Chris Johanson creates wildly colorful and utterly unique drawings and paintings that muse over the darker themes of the contemporary human condition. The artist’s multidimensional practice also encompasses music and ramshackle sculptural installations that reflect his cosmology.  A participant in the Bay Area’s graffiti scene in the 1990s, Johanson took up painting and drawing in a budding community of street artists––later known as the Mission School––who sought to convey urban realism and social commentary in their practice. Often working with found or repurposed materials like bottles, wood, and paper from dumpsters and construction sites, Johanson approaches art making as an ongoing experiment and quest for the sublime.

Over the years the artist’s style has shifted from figurative representations with accompanying text toward simplified forms and universal conceptual themes that contextualize his own position in the world. Using bold colors and a flat perspective, Johanson’s detailed, brightly colored depictions of ordinary people and places are a spirited defense of humanity against the ills of the modern world, ranging from wars and environmental pollution to the psychological perils of consumerism, cult spirituality, and self-help. In humorous pastoral scenes, Johanson advocates for a more mindful engagement with our environment.
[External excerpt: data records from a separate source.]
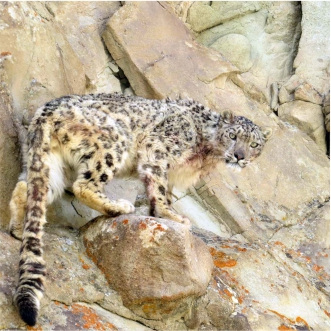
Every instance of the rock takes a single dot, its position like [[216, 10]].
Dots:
[[284, 95], [308, 117], [51, 66], [326, 112], [60, 53], [203, 15], [9, 156], [307, 93], [83, 33], [271, 28], [255, 201], [312, 63], [267, 292], [141, 65], [156, 265], [236, 48], [281, 284]]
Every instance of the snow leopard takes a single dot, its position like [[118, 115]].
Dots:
[[82, 141]]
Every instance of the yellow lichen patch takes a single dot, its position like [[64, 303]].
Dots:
[[284, 328], [34, 328], [90, 318], [221, 260]]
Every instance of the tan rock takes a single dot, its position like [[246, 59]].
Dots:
[[312, 63], [273, 31], [326, 112], [50, 66], [203, 15], [236, 48], [142, 64], [284, 95], [83, 34], [306, 92], [255, 201], [9, 153], [308, 117], [156, 265]]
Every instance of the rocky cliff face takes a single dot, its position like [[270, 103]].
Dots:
[[266, 228]]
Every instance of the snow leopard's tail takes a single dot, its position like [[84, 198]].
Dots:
[[30, 286]]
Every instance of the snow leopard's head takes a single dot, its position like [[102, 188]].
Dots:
[[240, 140]]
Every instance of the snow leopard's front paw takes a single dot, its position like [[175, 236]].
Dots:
[[125, 206]]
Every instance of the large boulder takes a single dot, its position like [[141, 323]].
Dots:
[[156, 265], [253, 287]]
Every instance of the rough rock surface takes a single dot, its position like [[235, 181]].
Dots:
[[306, 116], [256, 200], [275, 286], [156, 265], [270, 222]]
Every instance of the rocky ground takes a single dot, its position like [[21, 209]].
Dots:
[[257, 256]]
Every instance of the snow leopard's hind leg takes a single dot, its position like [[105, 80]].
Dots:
[[92, 177]]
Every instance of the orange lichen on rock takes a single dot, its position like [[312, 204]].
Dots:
[[221, 260], [90, 318], [302, 321], [284, 328], [149, 308], [317, 268], [84, 265], [282, 316], [142, 226], [34, 328]]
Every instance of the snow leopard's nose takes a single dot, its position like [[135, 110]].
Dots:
[[239, 155]]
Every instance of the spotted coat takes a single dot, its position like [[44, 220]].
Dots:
[[82, 142]]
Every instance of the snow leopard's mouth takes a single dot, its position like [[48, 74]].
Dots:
[[235, 163]]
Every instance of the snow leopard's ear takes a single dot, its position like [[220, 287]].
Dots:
[[267, 132], [228, 116]]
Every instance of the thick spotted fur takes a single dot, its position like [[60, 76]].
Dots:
[[82, 142]]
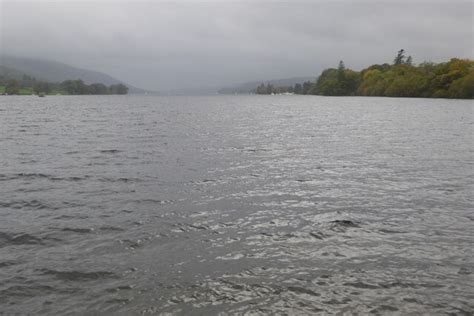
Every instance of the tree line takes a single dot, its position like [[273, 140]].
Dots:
[[72, 87], [452, 79]]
Chris Johanson (b. 1968, San Jose, California) lives and works in Los Angeles. He has had solo exhibitions at the Portland Museum of Modern Art (2014); MOCA Pacific Design Center, Los Angeles (2013); Malmö Konsthall, Sweden (2011); and the Hammer Museum, Los Angeles (2001), among others. He has participated in numerous group shows, including those at the Berkeley Art Museum and Pacific Film Archive (2018); McEvoy Foundation for the Arts, San Francisco (2017); Craft and Folk Art Museum, Los Angeles (2017); Benaki Museum, Athens (2015); SITE Santa Fe (2013); San Francisco Museum of Modern Art (2011); Museo de la Ciudad de México (2010); MoMA PS1 (2009); Museum of Contemporary Art Chicago (2009); Museum of Modern Art, New York (2006); Berlin Biennial (2006), and the Whitney Biennial, New York (2002). His work is held in the public collections of the Hammer Museum, San Francisco Museum of Modern Art, and the Whitney Museum of American Art, among others.